“My grocer grandfather was the first actor I knew”

By Sandrine Blanchard

Posted today at 02:03

Comedian, actor and producer, Jamel Debbouze, born in France to Moroccan parents, has become, since the 1990s, the best known of French stand-up artists and an endearing face in cinema (Asterix and Obelix: Cleopatra mission, Native, On the Marsupilami’s trail, The cow…). Thanks to the Jamel Comedy Club in Paris, he opened the scene to young people from the suburbs and brought out a new generation of comedians. On May 9, Pierre Lescure presented him with the 2022 Citizen Artist Prize awarded by Adami, the civil society for the administration of the rights of artists and performing musicians.

At 46, the “little guy from Trappes”, inveterate tutor, always multiplies the projects. He will launch, on June 15 in Morocco, the tenth edition of the Marrakech humor festival and will be, on June 24, on the stage of the Comédie-Française on the occasion of the Culture & Diversity Improv Trophy. On October 19, we will find him alongside Daniel Auteuil in The New Toy, by James Huth, a new version of the film The toy, by Francis Veber (1976), in which Jamel Debbouze will take over the role of Pierre Richard.
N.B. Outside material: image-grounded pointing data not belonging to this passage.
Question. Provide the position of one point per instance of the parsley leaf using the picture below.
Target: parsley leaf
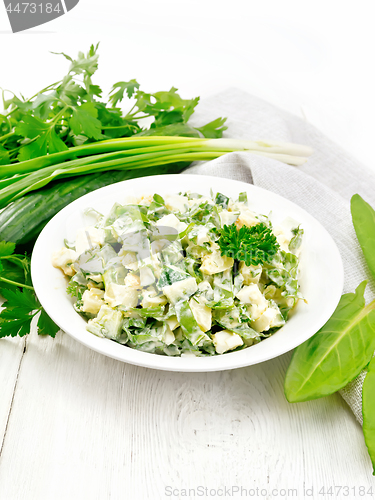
(253, 245)
(118, 89)
(46, 326)
(21, 304)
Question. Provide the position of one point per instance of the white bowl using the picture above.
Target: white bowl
(321, 272)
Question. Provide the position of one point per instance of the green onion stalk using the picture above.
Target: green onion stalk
(18, 179)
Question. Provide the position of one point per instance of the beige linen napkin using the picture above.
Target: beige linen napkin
(323, 186)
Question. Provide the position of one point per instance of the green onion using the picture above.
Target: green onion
(21, 178)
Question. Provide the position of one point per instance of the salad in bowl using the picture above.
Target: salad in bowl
(184, 274)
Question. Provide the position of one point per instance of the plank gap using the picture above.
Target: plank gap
(13, 395)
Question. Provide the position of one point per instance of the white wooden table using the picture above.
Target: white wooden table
(77, 425)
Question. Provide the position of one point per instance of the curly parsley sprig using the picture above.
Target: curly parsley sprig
(253, 245)
(21, 304)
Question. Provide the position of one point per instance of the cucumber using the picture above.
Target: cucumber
(22, 220)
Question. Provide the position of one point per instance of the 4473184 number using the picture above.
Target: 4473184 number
(33, 8)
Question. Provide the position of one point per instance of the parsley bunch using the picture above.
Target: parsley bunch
(253, 245)
(21, 304)
(71, 112)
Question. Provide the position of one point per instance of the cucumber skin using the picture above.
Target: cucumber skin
(22, 220)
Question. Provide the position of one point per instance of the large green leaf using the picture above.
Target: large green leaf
(363, 216)
(337, 353)
(368, 410)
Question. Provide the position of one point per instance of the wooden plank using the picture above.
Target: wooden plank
(85, 426)
(11, 354)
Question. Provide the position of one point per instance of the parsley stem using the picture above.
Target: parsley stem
(16, 284)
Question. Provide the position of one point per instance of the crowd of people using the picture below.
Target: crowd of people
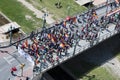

I wouldn’t have come here if…

…if my parents hadn’t supported me and encouraged me body and soul. When I announced to my mother that I was stopping school – oriented in BEP, I didn’t like that at all – she worried about what I wanted to do. As I had started improvisational theater in college, I told him: “I think I would like to try to be an actor. She asked me, “What do you need?” I replied, “Just a lavalier microphone.” At the time, this type of equipment was expensive. She took out a loan to buy it for me. This gesture was a sign of his unwavering support and transmitted to me a strength that allowed me to overcome all obstacles.

And your father, did he agree?

He knew very well that at school I was going wrong. Initially, for him, being an actor was, he said, “for homosexuals and queers”! Then, when I received my first check after a performance, he asked me: “How are the rehearsals going? My father was a pragmatist! I had answered the only question that mattered to him: how do you fill the bowl? He understood that it was a real job and supported me.

How was your life in Trappes, in the Yvelines, before you left school?

I had a happy childhood in Trappes. Full of life and… a lot of bullshit, of course! But never too big not to bother my parents and avoid ending up in Bois-d’Arcy [la maison d’arrêt située à quelques kilomètres de Trappes], like many of my friends. The only time I entered this prison was to give a show. I found plenty of faces that I knew! It was my first audience, they listened to me on Radio Nova and wanted dedications.